Facebook

Oubliez les clics

d'Lëtzebuerger Land du 05.10.2012

Facebook se prépare à modifier fondamentalement le mode de mesure de l’efficacité des publicités intégrées sur ses pages. Son objectif est de valoriser auprès des annonceurs les ventes effectivement déclenchées par l’exposition aux publicités plutôt que le nombre de clics, le critère traditionnel, plus facile à mesurer, mais qui serait en réalité un reflet peu fidèle de leur impact.
Le réseau social joue gros sur cette évolution, pour laquelle il s’appuie sur un partenariat avec Datalogix, une entreprise qui mesure les achats en magasin des consommateurs et se dit capable d’indiquer quelles campagnes ont influencé leurs décisions d’achat. Après son introduction en bourse calamiteuse, Facebook peine toujours à convaincre les investisseurs et les annonceurs de la pertinence de son modèle d’affaires, qui cherche à monétiser ses pages comme support publicitaire.
L’annonce de cette initiative doit être faite officiellement lors d’une conférence de publicitaires à New York lundi prochain, mais un dirigeant de Facebook, Brad Smallwood, est déjà cité dans la presse expliquant les bénéfices qu’on espère tirer de cette initiative et de ce partenariat.
Le clic s’est progressivement imposé comme instrument de mesure de l’impact des publicités en ligne : c’est dans certains cas l’unité de référence pour la rémunération du site. Cliquer sur une vignette publicitaire insérée dans une page sur le web reste un geste relativement rare, en tout cas sur Facebook. Sur Yahoo, commentant la nouvelle, de nombreux internautes se sont gaussés du réseau social, déclarant utiliser des extensions pour navigateurs qui bloquent les publicités. « J’utilise adblocker depuis si longtemps que j’ai vraiment oublié que Facebook a des  publicités », a ironisé l’un d’eux.
Que le monde publicitaire puisse devoir modifier ses habitudes pour coller davantage aux réalités des différents univers en ligne semble évident. Il semble tout aussi clair qu’un clic sur une publicité n’est pas nécessairement la preuve ultime d’un impact sur le consommateur. Une étude menée conjointement par Facebook et Datalogix affirme que seul une vente sur cent en magasin liée à une campagne de marque est le fait d’internautes ayant cliqué sur une publicité. Brad Smallwood a fait valoir que les clics sont pertinents pour les sites d’e-commerce qui permettent de conclure une transaction hic et nunc, mais beaucoup moins pour les marques qui entendent augmenter l’attractivité de leurs produits pour favoriser des achats en magasin. Il a ajouté qu’une telle approche permettrait d’optimiser le nombre de fois qu’un utilisateur verra une publicité particulière, entre perception et saturation.
À terme, un annonceur sur Facebook se verrait donc proposer, au lieu de rapports périodiques sur le nombre de clics, les résultats d’enquêtes menées par Datalogix établissant, grâce à des données collectées à la fois auprès de Facebook et dans le commerce, une corrélation entre campagnes et décisions d’achat.
L’avancée de Facebook est certes affaiblie par le fait qu’elle apparaît comme une tentative de sauver les meubles, alors que sa valeur en bourse reste basse et ses revenus publicitaires ne parviennent pas à décoller. Mais ce n’est pas une raison pour affirmer qu’elle est vouée à l’échec. Compte tenu de ses centaines de millions d’utilisateurs réguliers et souvent passionnés, Facebook dispose peut-être bel et bien de leviers suffisants pour renouveler au moins partiellement le paysage de la publicité en ligne.
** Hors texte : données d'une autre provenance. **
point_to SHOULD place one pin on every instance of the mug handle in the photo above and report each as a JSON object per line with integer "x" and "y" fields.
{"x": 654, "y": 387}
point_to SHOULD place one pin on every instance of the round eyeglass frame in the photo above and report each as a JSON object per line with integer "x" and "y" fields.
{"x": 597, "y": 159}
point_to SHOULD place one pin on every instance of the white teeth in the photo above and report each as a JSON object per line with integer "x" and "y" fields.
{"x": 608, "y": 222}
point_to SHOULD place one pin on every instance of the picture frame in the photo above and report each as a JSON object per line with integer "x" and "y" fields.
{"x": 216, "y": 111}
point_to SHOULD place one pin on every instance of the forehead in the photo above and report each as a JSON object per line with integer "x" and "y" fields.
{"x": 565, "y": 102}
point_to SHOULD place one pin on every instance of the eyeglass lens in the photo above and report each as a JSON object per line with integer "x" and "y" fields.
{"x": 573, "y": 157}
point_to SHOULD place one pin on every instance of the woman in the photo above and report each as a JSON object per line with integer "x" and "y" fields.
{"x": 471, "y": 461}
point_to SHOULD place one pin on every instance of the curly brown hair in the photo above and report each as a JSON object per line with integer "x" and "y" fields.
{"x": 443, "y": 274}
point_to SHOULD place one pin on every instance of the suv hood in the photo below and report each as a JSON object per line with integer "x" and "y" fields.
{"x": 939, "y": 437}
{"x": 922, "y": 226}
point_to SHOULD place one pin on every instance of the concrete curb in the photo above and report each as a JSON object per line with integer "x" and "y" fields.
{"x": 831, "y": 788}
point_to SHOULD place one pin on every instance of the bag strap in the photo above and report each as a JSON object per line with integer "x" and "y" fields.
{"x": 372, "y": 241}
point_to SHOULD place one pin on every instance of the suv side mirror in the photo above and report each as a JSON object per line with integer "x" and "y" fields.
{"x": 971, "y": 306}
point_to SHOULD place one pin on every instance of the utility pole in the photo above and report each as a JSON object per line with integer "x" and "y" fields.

Certes, les logiciels de blocage ou filtrage des publicités en ligne, lorsqu’ils sont installés et utilisés, tendent à l’être d’autant plus que le site est davantage fréquenté – on peut donc gager qu’un aficionado de Facebook disposant d’un tel filtre l’actionnera sur ses pages. Mais pour tous les autres, une publicité conçue pour avoir son impact en étant vue plutôt qu’en étant cliquée peut effectivement s’avérer plus pertinente, surtout s’il s’agit non pas d’influencer un internaute à la recheche d’un produit spécifique mais de générer un plus d’image pour une marque donnée.